Running can be a fantastically accessible way to exercise, as you don’t need an expensive gym membership or lots of fancy equipment to do it. You just have to dig out a suitable pair of trainers and a bit of perseverance.
While running is brilliant, however – particularly now we’re on the other side of the winter solstice, and the days are only getting longer from here – it’s definitely something you want to be careful with too, as injuries can happen.
“Running is a very repetitive activity, and so wear and tear will worsen over time if injuries are ignored,” explains Mark Davis, personal trainer at David Lloyd Clubs (davidlloyd.co.uk).
There are many reasons to take up running. As well as the physical benefits, it gives you “a reconnection with the outdoors”, says Davis. However, it is high-impact – particularly if you’re running on pavements – and in some cases, this could potentially damage your joints, for example.
Looking to do a bit more running in 2022 but keen to avoid injuries? Read on…
What do you need to watch out for when running?
“A common mistake with runners is not considering the long-term effects of poor form and lack of mobility and strength,” explains Davis.
“If you don’t prioritise running safely it will catch up with you in the long run, and could cause issues such as severe tendonitis and plantar fasciitis, which will affect your everyday life.”
How can you reduce the impact on your joints?
For Davis, there are two big things to think about when running safely. “Firstly, focus on landing on the ball of the foot instead of the heel,” he says – because “landing heel-first stops the body’s shock absorbers”.
“Secondly, many new runners have too wide of a stride – if the foot lands too far out from the body during the landing, the impact is taken throughout the legs. Aim for the foot to land under the hips to reduce the impact on the joints.”
It might go without saying, but it’s also really important that you wear suitable footwear. Ill-fitting, worn-out trainers, or ones which simply aren’t the right design for your needs, can contribute to painful runs and injuries.

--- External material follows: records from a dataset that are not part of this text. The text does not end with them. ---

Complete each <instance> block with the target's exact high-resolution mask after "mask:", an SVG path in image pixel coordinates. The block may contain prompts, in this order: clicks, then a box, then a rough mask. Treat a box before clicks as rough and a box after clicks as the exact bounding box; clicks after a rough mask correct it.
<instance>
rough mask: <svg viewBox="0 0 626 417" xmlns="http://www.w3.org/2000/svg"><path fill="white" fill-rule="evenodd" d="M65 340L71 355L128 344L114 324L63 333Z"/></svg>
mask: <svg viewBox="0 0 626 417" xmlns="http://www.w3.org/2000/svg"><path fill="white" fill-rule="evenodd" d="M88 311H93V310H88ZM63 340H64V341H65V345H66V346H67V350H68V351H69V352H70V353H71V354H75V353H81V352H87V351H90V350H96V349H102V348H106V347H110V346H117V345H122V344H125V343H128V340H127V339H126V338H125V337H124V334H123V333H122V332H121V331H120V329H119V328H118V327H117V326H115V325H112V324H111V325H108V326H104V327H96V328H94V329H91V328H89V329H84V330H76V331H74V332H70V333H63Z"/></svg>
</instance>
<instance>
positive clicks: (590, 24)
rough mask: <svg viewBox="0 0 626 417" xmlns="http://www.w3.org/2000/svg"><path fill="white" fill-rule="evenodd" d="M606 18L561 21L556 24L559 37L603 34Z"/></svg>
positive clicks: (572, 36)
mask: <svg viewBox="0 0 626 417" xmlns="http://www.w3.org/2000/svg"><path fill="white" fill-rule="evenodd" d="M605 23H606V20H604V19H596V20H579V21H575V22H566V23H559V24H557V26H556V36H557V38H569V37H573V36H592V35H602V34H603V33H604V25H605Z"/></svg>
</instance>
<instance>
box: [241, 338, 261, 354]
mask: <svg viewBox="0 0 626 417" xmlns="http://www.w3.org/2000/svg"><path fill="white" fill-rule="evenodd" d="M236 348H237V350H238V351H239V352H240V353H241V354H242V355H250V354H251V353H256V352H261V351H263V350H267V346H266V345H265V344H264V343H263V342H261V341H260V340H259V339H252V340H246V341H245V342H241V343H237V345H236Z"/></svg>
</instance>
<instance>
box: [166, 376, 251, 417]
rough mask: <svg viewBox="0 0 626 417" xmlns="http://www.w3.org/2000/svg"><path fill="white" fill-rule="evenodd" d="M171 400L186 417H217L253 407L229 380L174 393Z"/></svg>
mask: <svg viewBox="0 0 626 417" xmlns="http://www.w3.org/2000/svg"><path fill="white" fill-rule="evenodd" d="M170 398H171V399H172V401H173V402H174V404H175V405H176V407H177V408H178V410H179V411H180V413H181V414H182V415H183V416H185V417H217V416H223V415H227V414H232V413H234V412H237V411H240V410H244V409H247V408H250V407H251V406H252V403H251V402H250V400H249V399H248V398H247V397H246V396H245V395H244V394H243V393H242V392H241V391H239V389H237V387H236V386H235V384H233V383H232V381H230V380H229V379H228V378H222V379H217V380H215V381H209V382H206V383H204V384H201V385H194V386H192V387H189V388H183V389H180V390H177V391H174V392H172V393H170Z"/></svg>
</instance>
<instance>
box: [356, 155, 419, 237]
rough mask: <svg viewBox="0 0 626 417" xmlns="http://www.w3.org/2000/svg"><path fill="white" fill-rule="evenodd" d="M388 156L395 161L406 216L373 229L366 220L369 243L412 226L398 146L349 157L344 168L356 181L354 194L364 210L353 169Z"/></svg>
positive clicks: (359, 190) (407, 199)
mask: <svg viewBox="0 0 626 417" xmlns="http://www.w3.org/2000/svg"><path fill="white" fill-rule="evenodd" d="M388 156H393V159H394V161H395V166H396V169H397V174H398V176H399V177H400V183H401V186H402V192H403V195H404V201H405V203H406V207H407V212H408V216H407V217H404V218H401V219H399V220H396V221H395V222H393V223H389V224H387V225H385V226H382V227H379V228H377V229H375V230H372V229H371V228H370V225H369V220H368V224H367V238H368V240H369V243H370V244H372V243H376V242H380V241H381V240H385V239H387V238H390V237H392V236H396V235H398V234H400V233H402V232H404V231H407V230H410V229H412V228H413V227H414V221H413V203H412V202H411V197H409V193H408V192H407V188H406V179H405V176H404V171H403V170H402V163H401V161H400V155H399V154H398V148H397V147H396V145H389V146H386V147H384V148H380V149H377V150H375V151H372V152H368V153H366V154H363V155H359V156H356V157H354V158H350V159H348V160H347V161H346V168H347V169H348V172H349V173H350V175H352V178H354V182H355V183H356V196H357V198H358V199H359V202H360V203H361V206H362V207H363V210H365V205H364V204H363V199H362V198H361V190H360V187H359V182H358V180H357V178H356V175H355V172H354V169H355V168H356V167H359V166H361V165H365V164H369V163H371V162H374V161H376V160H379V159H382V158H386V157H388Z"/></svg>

If you’re unsure, go into a specialist running shop and ask for advice.
What do different age groups need to think about?
All runners risk tendonitis, torn ligaments and worn-down cartilage. But, as Davis explains, “as we age, our body produces less hormones and blood-flow reduces, which in turn lengthens the recovery process” – so older joggers need to exercise a bit more care.
“I would suggest all ages prioritise good form, effective warm-ups and cool-downs, and follow a progressive training plan instead of going all-in as a newbie,” Davis adds.
What should you do if your run hurts?
Pushing through the pain isn’t going to do you any favours. So listen to your body. “If you’re in pain while running, it is your body telling you something isn’t right,” says Davis. “Injuries should always be addressed.”
In these situations, he recommends taking a break from running, so you can start “solving the cause of the problem, whether that is strengthening certain muscles or working on mobility”.
You may need to check in with a physiotherapist or doctor, if it’s really problematic or not improving. Plus, Davis often suggests clients with running injuries try swimming, as they can “still benefit from endurance training and breathing techniques, while keeping the exercise low-impact”.